会社設立を行政書士に依頼すると費用はいくらか。登記はできない、という前提から
この記事は、こういう方に向けて書いています
会社設立を行政書士に頼もうかと考えている方に向けた記事です。司法書士との違いが分からない、どこまでやってもらえるのかを知りたい、という段階を想定しています。
先に押さえておきたいのは、行政書士は設立登記の代理ができないという点です。定款の作成や電子定款の代行はできますが、法務局への申請の代理は司法書士と弁護士の業務です。
この記事では、頼める範囲と費用の考え方を整理します。実費の金額は2026年8月22日に一次情報で確認したものです。報酬は事務所によって異なりますので、公式ページでご確認ください。
行政書士に頼めること、頼めないこと

会社設立を行政書士に依頼すると、何ができるのか。業務範囲が法律で決まっています。
行政書士は、官公署に提出する書類や、権利義務・事実証明に関する書類の作成を業務としています。会社設立でいえば、定款の作成がこれにあたります。
電子定款の作成と電子署名の代行もできます。印紙代4万円を回避するために、この部分だけを依頼するというのが、実務ではよく使われる形です。
そして、許認可の申請書類の作成が行政書士の主な業務です。建設業、飲食業、古物商、人材派遣、旅行業。許認可が必要な事業では、設立の段階から関わってもらう価値があります。
一方、設立登記の申請の代理はできません。これを業として行えるのは、司法書士と弁護士だけです。
税務も同じです。税務署への届出、決算、申告。これらは税理士の業務です。
| やってもらいたいこと | 行政書士 | 司法書士 | 税理士 |
|---|---|---|---|
| 定款の作成 | できます | できます | — |
| 電子定款の代行 | できます | できます | — |
| 設立登記の申請の代理 | できません | できます | できません |
| 許認可の書類作成 | できます | — | — |
| 税務署への届出 | — | — | できます |
| 決算・申告 | — | — | できます |
※ 業務範囲は行政書士法・司法書士法・税理士法によって定められています。複数の資格を持つ方や、提携している事務所もあります。
この表でいちばん重要なのが、登記の代理ができないという行です。会社設立の最後の工程が登記ですから、ここを任せられないなら自分でやることになります。会社設立の費用の相場を比べる前に、ここを確かめてください。
会社設立の費用を考えるとき、この業務範囲の違いが選び方に効きます。登記まで任せたいのか、定款だけでよいのか。
以下、行政書士に頼む三つのパターンを見ていきます。
出典会社設立を行政書士に依頼するには?依頼にかかる費用や選び方をわかりやすく解説 (freee/2026年8月22日確認)
パターン①:電子定款の作成だけを頼む

行政書士への依頼でいちばん多いのが、電子定款の作成だけを頼む形です。
紙の定款を作ると、収入印紙4万円がかかります。定款は印紙税法の第6号文書で、税額は4万円。2026年8月22日時点で、国税庁の印紙税額の一覧表に記載されている内容です。
電子定款なら課税されません。紙の文書ではないからです。ただし、電子署名の環境を自分でそろえると4万円を超えることがあります。
そこで、電子定款の作成だけを行政書士に依頼します。依頼料が4万円より安ければ差額が残ります。
この形なら、登記の代理は関係ありません。定款を受け取ったら、認証と登記は自分で進めます。行政書士が登記の代理をできないことが、問題になりません。

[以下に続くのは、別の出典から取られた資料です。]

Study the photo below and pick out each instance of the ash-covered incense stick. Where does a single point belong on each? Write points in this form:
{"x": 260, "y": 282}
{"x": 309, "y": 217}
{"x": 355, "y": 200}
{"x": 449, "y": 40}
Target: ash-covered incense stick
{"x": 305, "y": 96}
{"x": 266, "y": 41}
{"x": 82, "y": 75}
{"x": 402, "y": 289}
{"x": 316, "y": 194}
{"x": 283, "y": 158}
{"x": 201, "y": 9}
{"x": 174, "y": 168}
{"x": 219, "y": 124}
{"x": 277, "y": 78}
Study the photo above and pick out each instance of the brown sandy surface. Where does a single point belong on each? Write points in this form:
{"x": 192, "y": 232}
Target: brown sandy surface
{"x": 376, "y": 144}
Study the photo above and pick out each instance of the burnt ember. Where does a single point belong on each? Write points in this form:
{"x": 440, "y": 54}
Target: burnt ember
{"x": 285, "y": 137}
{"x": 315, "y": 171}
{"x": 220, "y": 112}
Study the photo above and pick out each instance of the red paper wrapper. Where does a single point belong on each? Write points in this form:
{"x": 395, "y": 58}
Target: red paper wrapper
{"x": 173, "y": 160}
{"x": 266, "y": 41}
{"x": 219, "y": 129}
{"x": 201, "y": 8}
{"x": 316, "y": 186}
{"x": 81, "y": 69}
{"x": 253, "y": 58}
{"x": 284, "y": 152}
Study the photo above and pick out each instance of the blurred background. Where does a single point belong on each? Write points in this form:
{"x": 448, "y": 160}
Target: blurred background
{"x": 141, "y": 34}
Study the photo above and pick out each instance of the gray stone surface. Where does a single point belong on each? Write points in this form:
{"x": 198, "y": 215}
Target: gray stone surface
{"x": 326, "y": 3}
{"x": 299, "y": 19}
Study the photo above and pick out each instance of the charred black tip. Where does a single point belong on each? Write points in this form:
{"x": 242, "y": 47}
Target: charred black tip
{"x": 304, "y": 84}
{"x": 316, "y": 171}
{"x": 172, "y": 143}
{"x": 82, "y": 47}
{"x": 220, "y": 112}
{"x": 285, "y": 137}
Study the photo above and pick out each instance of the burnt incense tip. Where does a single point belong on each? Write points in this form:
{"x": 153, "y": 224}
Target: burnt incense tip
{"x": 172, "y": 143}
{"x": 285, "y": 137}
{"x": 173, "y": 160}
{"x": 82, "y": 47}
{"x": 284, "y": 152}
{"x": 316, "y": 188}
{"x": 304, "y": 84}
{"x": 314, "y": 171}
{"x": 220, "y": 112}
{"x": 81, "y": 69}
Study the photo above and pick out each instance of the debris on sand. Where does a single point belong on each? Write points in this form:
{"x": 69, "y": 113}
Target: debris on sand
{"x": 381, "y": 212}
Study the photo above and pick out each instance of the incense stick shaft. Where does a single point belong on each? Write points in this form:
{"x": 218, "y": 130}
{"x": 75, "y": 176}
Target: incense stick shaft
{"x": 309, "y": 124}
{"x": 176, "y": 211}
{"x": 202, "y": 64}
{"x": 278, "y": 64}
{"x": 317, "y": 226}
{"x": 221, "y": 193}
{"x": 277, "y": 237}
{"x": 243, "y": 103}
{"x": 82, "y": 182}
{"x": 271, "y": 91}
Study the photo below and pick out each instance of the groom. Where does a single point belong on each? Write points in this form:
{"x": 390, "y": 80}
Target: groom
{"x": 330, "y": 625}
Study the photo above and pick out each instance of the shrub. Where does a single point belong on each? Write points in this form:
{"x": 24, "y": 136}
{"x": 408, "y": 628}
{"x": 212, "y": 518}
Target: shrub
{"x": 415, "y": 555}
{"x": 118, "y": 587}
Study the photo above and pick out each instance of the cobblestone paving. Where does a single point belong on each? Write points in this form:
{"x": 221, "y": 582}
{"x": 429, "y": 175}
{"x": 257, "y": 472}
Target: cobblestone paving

判断の基準は4万円です。依頼料の相場がこれより安ければ差額が残り、超えるなら紙の定款で印紙を貼るほうが安く済みます。
依頼料は事務所によって異なりますので、この記事では相場として一つの数字を挙げません。複数の事務所の公式ページでご確認ください。
なお、株式会社の場合、電子定款を作ったあとに公証役場で認証を受けます。この認証の手続きまで代行してもらえるかも、依頼の範囲として確かめてください。
合同会社なら定款認証がありませんので、電子定款を受け取ったらそのまま登記の添付書類として使えます。判断が単純になります。
出典電子定款と印紙税の関係|4万円を節約する方法 (石畠行政書士事務所/2026年8月22日確認)
パターン②:定款の作成から頼む

ふたつ目が、定款の作成から頼む形です。会社の内容を伝えれば、行政書士が定款を作ります。
定款には絶対的記載事項があります。目的、商号、本店の所在地、設立に際して出資される財産の価額またはその最低額、発起人の氏名または名称および住所。欠けていると定款が効力を持ちません。
これを自分で確かめるのは、初めてなら手間がかかります。専門家に作ってもらえば、この不備の可能性が下がります。
とくに事業目的の書き方は、行政書士に相談する価値があります。許認可が必要な事業では、目的の書き方が要件に絡むからです。
また、あとから事業目的を追加するには変更登記が必要で、登録免許税がかかります。設立の段階で将来やる事業まで含めて書いておくほうが安く済みます。ここも相談できる部分です。
ただし、登記の代理はできません。定款ができたら、認証と登記は自分で進めることになります(司法書士と連携している事務所なら、そちらに引き継がれます)。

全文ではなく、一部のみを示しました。